Supporting characters are key in Cameron’s films as well.  From Paxton’s surfer guy delivery (actually…doesn’t he always talk like that) to Fisher’s sinister turn as Winslet’s mother to Zane’s almost cartoony villain there is no archetype left on land.  Best of all is Bates as the “Unsinkable” Molly Brown.  In a role originally intended for Reba McEntire, Bates makes every moment count like the pro she is.  Various others fill out their duties as passengers and crew of the doomed ship and each carve out their roles quite well…it’s a melting pot of accents and styles but it does all work in the end.

The effects are glorious here as is James Horner’s much lampooned score.  One probably can’t get away with reviewing this without mentioning “My Heart Will Go On” and Celine Dion’s performance of it.  Again, remember that before it was playing in every elevator and being sung by every drunk girl at karaoke it was a bona fide power ballad that actually did go on and on.  Listening to it as used in the movie, it’s free of the vocal melisma Dion would start to apply to it in concerts to change it up.  I also enjoy that the theme is used in several key spots to highlight a particularly romantic section of the movie.

Even though Cameron took a few giant liberties with the story, his attention to detail is what really pushes this film into the timeless classic territory.  Endlessly and obsessively researched, you can see this is a labor of love for him…a true passion project.  When a director invests that much of himself into the mix it can be hard to be subjective but I think what’s in the movie is perfectly placed and well executed. 
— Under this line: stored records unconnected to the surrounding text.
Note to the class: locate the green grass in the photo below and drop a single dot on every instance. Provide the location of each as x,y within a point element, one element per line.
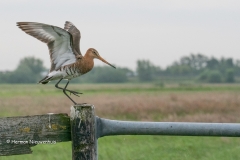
<point>126,147</point>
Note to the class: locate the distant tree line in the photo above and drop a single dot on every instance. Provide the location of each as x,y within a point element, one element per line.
<point>196,67</point>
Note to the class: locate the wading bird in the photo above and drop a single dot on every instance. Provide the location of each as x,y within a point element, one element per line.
<point>67,61</point>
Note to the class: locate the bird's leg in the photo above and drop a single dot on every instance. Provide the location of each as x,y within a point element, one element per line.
<point>64,91</point>
<point>73,92</point>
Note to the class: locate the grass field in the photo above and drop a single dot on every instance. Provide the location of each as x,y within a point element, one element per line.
<point>142,102</point>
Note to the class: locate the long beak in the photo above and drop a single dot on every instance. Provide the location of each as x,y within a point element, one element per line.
<point>106,62</point>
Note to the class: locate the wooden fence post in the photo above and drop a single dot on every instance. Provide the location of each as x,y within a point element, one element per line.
<point>83,132</point>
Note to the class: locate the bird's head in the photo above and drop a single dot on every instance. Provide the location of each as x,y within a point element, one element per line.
<point>94,53</point>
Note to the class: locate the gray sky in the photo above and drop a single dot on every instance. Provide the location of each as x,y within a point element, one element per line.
<point>126,30</point>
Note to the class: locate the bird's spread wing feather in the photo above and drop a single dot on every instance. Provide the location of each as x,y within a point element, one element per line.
<point>58,41</point>
<point>76,35</point>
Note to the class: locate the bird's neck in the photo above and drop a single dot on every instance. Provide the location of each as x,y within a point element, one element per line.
<point>86,63</point>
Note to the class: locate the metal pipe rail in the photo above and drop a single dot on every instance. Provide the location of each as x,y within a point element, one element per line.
<point>106,127</point>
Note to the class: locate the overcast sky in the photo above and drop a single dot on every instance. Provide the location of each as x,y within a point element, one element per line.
<point>126,30</point>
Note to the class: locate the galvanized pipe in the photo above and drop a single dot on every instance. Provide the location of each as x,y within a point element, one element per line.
<point>106,127</point>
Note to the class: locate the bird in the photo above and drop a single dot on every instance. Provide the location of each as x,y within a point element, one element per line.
<point>66,59</point>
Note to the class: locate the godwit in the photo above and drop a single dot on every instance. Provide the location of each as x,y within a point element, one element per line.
<point>67,61</point>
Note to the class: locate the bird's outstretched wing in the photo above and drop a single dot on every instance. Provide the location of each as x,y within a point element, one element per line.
<point>76,35</point>
<point>58,40</point>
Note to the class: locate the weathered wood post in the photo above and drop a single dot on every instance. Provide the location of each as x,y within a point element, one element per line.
<point>83,131</point>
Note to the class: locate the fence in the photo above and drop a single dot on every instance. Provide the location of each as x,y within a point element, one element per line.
<point>83,128</point>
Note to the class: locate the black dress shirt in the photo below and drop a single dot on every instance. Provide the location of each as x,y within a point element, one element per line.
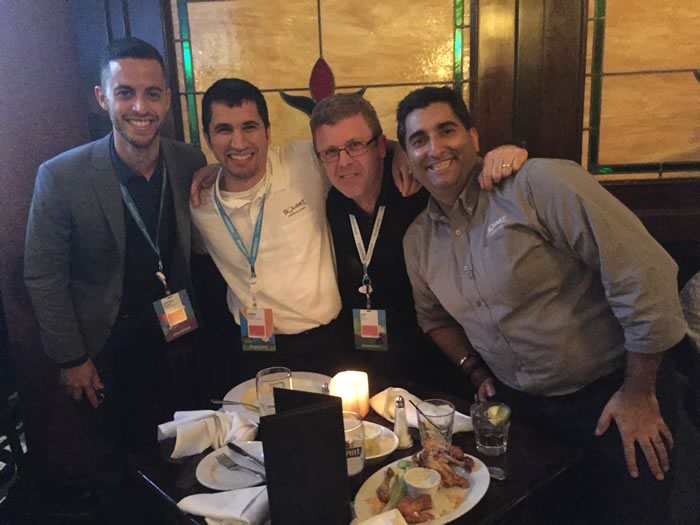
<point>141,286</point>
<point>387,269</point>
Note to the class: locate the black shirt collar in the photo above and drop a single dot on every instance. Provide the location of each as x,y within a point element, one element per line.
<point>125,173</point>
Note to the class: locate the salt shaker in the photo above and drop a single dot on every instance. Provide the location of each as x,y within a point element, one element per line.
<point>400,424</point>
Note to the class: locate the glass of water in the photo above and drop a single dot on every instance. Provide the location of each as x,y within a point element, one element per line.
<point>436,419</point>
<point>491,422</point>
<point>266,381</point>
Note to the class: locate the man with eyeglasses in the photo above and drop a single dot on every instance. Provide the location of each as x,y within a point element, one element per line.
<point>368,217</point>
<point>263,222</point>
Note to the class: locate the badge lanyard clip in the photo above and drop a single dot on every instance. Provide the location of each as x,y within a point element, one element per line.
<point>252,255</point>
<point>133,210</point>
<point>366,255</point>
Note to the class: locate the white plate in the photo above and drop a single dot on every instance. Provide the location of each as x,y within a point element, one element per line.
<point>245,392</point>
<point>479,483</point>
<point>388,441</point>
<point>212,474</point>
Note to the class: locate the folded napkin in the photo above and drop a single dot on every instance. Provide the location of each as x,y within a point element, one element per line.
<point>392,517</point>
<point>197,430</point>
<point>379,404</point>
<point>247,506</point>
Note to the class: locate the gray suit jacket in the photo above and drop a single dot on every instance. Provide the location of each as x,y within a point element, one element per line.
<point>76,241</point>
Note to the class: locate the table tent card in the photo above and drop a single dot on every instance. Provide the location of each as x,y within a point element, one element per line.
<point>304,448</point>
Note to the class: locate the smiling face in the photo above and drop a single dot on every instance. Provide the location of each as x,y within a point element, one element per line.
<point>239,140</point>
<point>441,151</point>
<point>137,100</point>
<point>358,178</point>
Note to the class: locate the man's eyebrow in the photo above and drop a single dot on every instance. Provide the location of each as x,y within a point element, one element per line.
<point>416,133</point>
Is a return trip to Titanic worthy just to see it in 3D?  Yes, actually, it is.  It deservedly won 11 of the 14 Oscars it was nominated for and from a technical standpoint alone it’s required viewing in my book.  You can fast forward through the slightly overly saccharine middle section if you must but there is good work to be seen here.  I especially think it’s interesting to have seen this as a teenager and now seeing it again as a true blue adult.  I reacted differently to it this time around and found myself paying attention to the sadness of it all rather than the grand epic-ness during its initial release.